Lorsque je l'avais vu pour la première fois, à sa sortie en salle, le film m'avait emballé, aussi bien pour le jeu des deux acteurs principaux - Bill Murray, plein d'humour, et Scarlett Johansson, très jolie dans ses moues adolescentes - que pour le portrait envoûtant qui est fait de la ville de Tokyo. Je n'étais jamais allé au Japon à l'époque et je crois que l'image que le film donnait de Tokyo correspondait à l'image que je m'en étais construite par ricochets de clichés : une mégalopole gigantesque avec des immeubles de verre immenses touchant le ciel et un précipice infranchissable entre les cultures.
Revoir Lost in translation une semaine après un premier voyage au Japon change inévitablement le regard porté sur le film. Certaines images me parlent bien plus que la première fois où je les ai vues. Ainsi, Geisha Line ressemblait exactement au personnage de Charlotte lorsqu'elle déambulait, effarée, dans les salles de pachinko. Nous avons également reconnu certains lieux, comme le grand carrefour triangulaire de Shibuya où l'héroïne se perd dans la foule. Je peux dire désormais que j'y suis allé moi aussi et en montrer la preuve en image :
La scène où Bill Murray est dans la salle d'attente de l'hôpital et qu'une vieille dame japonaise s'évertue à lui parler en japonais alors que l'Américain n'y comprend strictement rien m'a bien amusé. Nous aussi, nous avons rencontré de vieilles personnes qui nous faisaient de grandes conversations incompréhensibles, comme cet homme un peu timbré dans un minuscule restaurant de Bessho, dans lequel nous devions être les seuls touristes de l'année, ou cet autre homme, rencontré sur un banc à la sortie du Pavillon d'or à Kyoto et dont nous nous demandons encore aujourd'hui ce qu'il a bien pu nous raconter et pourquoi il nous a donné sa carte de visite.
Toutefois, à côté de toutes ces micro-scènes portant un regard amusé et distancié sur le Japon et le choc culturel ressenti par un Occidental projeté dans une ville où la modernité et les excès en tout genre sont exacerbés, je n'ai pas tout à fait reconnu le Tokyo dans lequel j'ai habité une petite semaine. Les personnages sont si perdus dans leur ennui et leur solitude qu'ils sont incapables de voir vraiment la ville et de s'y mouvoir.

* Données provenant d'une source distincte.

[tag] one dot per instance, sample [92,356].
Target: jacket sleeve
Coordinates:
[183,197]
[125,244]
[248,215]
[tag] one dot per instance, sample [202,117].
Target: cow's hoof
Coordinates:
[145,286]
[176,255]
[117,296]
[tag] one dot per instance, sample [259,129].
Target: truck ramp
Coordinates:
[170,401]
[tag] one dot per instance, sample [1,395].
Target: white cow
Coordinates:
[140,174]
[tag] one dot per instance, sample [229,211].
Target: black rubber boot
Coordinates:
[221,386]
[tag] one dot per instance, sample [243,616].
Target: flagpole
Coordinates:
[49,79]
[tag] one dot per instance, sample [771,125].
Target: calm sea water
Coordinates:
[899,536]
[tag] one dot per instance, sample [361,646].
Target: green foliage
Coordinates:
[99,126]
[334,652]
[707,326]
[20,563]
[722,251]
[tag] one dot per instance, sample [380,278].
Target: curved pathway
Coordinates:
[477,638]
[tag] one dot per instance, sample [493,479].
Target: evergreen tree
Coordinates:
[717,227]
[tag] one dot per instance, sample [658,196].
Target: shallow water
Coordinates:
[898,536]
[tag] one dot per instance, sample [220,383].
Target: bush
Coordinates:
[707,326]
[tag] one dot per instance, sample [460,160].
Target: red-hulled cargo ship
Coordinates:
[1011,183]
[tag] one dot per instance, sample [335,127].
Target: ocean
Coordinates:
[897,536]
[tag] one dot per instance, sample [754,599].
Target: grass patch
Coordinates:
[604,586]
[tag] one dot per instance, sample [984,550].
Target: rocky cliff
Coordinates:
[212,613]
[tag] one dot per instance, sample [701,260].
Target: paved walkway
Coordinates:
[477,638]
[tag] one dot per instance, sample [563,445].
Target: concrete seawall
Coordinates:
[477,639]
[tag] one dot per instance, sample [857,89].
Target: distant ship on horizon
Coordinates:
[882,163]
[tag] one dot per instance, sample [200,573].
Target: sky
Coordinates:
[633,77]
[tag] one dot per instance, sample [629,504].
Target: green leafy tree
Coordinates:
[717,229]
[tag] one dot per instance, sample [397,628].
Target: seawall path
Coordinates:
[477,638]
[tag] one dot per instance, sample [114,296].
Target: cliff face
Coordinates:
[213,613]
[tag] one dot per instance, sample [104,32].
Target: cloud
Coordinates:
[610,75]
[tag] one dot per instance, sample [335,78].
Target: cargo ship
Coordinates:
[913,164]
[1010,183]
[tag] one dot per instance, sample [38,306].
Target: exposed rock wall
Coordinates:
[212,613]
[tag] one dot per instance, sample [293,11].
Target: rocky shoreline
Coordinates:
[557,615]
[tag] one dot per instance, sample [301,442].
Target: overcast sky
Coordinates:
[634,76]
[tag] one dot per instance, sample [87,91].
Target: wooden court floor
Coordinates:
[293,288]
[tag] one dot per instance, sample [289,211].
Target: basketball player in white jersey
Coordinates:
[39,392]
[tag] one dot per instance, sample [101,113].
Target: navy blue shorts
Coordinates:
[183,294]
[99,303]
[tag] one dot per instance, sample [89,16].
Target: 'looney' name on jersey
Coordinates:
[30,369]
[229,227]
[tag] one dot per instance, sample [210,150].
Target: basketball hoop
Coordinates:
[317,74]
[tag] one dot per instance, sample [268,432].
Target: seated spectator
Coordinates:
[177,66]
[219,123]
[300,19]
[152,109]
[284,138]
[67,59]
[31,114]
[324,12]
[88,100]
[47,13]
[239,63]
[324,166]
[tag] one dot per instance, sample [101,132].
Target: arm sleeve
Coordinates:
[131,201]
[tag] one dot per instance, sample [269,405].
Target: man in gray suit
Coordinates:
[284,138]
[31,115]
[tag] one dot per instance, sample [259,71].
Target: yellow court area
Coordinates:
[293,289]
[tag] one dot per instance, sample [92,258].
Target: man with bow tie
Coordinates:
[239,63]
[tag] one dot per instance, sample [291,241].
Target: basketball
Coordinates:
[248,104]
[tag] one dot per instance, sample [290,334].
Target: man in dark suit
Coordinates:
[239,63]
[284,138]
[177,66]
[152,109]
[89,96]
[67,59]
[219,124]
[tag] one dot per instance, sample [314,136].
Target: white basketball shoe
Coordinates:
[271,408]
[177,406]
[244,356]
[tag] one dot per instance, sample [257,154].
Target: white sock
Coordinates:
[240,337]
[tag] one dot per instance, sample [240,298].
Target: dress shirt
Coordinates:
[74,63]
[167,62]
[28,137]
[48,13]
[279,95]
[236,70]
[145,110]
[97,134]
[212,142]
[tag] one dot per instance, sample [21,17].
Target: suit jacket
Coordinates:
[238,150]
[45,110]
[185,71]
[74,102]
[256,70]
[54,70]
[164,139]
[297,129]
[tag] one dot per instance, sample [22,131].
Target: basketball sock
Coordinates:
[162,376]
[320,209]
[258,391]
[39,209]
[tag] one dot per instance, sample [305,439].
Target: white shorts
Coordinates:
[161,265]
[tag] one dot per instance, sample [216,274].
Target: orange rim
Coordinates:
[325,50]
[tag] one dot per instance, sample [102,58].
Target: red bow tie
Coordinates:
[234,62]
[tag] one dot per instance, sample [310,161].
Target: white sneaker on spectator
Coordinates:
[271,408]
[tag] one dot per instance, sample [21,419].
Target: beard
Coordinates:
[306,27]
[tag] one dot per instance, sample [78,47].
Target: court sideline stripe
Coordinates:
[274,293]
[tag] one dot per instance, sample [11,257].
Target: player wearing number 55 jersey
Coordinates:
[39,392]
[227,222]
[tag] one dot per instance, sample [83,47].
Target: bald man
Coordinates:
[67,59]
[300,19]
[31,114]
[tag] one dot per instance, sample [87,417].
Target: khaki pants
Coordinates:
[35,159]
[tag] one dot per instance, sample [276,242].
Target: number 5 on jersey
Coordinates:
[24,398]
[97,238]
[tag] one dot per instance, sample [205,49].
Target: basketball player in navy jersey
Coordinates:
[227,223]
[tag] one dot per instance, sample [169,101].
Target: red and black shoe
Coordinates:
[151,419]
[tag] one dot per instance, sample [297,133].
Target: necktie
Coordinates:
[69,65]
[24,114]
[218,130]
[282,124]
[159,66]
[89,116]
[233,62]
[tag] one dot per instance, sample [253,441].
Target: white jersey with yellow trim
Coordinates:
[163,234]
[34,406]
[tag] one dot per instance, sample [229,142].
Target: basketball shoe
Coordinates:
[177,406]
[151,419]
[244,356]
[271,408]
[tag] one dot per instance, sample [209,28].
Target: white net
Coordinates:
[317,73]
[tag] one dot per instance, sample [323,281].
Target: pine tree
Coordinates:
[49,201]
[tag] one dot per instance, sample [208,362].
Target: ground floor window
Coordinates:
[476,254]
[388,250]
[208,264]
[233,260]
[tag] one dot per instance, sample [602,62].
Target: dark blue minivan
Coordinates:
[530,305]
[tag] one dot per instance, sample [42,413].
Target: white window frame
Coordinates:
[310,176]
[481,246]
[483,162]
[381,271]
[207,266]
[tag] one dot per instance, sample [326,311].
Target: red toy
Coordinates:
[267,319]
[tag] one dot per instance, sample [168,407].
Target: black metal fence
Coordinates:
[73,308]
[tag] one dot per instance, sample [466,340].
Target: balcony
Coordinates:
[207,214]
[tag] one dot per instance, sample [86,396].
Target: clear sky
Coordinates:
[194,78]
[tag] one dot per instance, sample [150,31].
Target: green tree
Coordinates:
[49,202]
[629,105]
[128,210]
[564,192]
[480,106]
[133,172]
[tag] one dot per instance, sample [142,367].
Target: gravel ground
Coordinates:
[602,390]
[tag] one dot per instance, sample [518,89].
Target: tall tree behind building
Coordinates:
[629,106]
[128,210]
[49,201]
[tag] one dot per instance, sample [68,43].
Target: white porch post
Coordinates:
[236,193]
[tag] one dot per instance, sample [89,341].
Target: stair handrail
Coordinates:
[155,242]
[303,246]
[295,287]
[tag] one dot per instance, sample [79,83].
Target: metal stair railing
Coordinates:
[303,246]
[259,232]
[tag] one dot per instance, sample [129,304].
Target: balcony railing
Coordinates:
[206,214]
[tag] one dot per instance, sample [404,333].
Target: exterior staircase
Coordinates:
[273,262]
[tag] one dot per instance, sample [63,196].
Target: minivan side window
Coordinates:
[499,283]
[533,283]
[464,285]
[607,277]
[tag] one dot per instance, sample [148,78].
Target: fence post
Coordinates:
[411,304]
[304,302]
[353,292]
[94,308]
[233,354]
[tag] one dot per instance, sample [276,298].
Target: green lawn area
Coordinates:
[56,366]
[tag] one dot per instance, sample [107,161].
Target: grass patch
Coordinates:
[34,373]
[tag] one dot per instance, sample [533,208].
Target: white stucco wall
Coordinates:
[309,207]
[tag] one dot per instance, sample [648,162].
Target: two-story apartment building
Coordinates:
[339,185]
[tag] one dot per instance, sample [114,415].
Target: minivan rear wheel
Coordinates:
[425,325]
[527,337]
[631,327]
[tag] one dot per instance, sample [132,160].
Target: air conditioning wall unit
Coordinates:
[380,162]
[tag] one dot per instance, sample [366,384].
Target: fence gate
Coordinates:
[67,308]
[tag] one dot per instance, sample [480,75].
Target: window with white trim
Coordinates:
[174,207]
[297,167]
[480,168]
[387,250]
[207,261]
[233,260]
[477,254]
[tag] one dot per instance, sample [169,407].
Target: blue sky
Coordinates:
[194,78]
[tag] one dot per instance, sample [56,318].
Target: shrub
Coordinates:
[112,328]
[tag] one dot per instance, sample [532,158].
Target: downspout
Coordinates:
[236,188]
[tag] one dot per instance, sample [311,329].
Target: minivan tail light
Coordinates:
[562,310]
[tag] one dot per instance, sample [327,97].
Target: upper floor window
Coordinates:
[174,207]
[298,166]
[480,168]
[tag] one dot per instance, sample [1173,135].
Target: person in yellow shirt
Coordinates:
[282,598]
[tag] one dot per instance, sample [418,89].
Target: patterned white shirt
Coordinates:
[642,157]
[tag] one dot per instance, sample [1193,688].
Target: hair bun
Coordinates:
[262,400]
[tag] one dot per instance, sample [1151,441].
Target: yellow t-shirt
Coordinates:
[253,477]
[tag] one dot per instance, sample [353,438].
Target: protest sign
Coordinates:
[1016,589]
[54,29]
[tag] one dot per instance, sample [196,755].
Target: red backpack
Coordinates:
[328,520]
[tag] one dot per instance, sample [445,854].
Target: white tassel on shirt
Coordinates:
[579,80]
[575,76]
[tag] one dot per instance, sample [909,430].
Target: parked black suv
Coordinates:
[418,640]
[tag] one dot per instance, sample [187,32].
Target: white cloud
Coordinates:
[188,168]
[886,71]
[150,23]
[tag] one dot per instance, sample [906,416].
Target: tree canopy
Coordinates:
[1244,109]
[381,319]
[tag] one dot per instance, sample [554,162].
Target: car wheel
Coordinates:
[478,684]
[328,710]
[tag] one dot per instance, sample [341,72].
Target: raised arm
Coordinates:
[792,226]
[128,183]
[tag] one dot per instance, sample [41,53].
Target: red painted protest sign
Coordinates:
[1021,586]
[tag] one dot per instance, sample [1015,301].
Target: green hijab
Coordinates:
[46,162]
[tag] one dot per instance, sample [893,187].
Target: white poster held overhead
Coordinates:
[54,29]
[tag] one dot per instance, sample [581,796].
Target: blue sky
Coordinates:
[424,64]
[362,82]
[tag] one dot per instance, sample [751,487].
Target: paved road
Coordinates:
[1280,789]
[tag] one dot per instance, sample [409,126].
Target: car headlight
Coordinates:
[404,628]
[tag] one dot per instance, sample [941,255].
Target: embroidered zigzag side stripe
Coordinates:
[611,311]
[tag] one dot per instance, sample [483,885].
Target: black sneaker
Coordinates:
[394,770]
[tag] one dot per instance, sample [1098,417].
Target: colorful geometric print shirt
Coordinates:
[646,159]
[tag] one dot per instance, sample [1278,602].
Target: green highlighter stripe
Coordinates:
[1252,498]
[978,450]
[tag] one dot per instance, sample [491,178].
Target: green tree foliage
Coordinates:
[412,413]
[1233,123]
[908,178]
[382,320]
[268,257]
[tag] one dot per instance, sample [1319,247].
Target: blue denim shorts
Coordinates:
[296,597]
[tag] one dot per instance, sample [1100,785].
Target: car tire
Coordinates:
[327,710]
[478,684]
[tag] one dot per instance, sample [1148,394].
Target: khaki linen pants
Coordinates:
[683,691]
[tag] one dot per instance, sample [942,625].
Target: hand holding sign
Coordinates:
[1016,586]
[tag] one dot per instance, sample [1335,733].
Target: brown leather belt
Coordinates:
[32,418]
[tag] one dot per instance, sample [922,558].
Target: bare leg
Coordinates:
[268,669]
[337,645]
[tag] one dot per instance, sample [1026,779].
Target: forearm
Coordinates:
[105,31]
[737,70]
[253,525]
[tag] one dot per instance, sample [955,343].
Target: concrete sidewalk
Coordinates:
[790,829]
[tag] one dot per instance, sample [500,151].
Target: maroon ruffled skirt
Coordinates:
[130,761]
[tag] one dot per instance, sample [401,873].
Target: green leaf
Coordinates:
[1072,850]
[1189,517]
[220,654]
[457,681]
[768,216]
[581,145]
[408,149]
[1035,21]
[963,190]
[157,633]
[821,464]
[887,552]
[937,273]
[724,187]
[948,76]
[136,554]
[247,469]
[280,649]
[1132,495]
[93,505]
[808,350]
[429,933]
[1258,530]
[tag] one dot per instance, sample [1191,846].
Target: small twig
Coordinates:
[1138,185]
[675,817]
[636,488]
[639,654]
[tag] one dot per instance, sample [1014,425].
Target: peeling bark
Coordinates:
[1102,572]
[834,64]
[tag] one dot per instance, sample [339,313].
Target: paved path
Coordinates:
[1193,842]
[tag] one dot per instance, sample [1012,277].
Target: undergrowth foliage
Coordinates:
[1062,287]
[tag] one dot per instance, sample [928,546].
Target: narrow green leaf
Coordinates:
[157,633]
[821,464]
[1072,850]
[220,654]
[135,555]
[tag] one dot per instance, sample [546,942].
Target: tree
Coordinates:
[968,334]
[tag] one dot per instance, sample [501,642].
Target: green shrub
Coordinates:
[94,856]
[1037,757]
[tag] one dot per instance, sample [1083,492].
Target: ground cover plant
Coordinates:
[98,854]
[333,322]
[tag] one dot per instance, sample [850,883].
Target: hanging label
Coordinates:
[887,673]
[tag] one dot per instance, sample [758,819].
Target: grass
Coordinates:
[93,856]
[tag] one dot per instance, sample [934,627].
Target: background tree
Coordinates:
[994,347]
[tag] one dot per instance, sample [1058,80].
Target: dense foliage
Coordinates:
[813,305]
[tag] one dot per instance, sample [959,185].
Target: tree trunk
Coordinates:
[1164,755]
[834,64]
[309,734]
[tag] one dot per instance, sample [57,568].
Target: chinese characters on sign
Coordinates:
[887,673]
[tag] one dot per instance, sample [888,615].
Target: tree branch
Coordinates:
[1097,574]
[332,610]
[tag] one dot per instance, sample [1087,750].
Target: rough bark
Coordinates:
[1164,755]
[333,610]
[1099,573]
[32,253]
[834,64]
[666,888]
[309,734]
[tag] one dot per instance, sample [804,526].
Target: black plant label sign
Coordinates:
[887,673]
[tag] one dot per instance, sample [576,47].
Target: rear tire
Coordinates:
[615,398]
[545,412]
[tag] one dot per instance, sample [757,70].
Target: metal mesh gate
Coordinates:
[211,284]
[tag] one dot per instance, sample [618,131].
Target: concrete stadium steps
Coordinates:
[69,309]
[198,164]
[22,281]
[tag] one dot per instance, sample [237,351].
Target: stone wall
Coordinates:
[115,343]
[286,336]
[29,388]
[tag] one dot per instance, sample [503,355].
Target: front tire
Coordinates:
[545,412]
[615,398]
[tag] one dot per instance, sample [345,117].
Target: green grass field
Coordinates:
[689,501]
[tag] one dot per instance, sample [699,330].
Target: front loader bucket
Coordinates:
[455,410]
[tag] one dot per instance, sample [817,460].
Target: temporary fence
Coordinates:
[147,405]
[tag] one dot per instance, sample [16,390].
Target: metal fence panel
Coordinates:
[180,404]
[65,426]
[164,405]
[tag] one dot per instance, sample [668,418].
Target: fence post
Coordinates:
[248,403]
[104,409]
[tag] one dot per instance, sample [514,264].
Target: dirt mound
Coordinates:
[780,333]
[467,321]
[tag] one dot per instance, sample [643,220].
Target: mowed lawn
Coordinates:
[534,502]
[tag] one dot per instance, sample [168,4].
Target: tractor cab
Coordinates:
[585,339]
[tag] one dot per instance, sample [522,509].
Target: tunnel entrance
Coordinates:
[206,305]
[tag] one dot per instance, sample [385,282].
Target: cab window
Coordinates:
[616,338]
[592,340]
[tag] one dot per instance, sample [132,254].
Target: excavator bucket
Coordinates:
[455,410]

Leur hôtel est magnifique (il s'agit de Park Hyatt, un célèbre palace 4 étoiles) et n'a rien à voir avec le petit ryokan bon marché dans lequel nous avons dormi, mais il est un peu comme une prison les retenant confinés dans le confort et les empêchant de partir à la rencontre de la ville. Le film donne une image asphyxiante de Tokyo, ne dévoilant que la face chic et branchée, complètement artificielle, de la capitale.
Bien sûr, c'est cela Tokyo et c'est ce qui nous a plu... Monter au 48e étage d'une des tours jumelles de la mairie de Tokyo (Tokyo metropolitan Government Office) et voir la ville s'étendre à nos pieds. Ou refaire la même expérience de nuit à Osaka, 150 mètres au-dessus du sol, en haut de l'observatoire du Jardin flottant :
Ou bien se balader le soir dans les rues bruyantes et grouillantes et se laisser éblouir par les néons clignotants qui font le jour en pleine nuit. Même en plein jour, comme ici à Akihabara, les rues ne sont que d'immenses panneaux publicitaires :Mais Tokyo n'est pas seulement cette folie vertigineuse. Tokyo, c'est aussi les forêts de cerisiers roses du parc Ueno, sous lesquels on peut pique-niquer...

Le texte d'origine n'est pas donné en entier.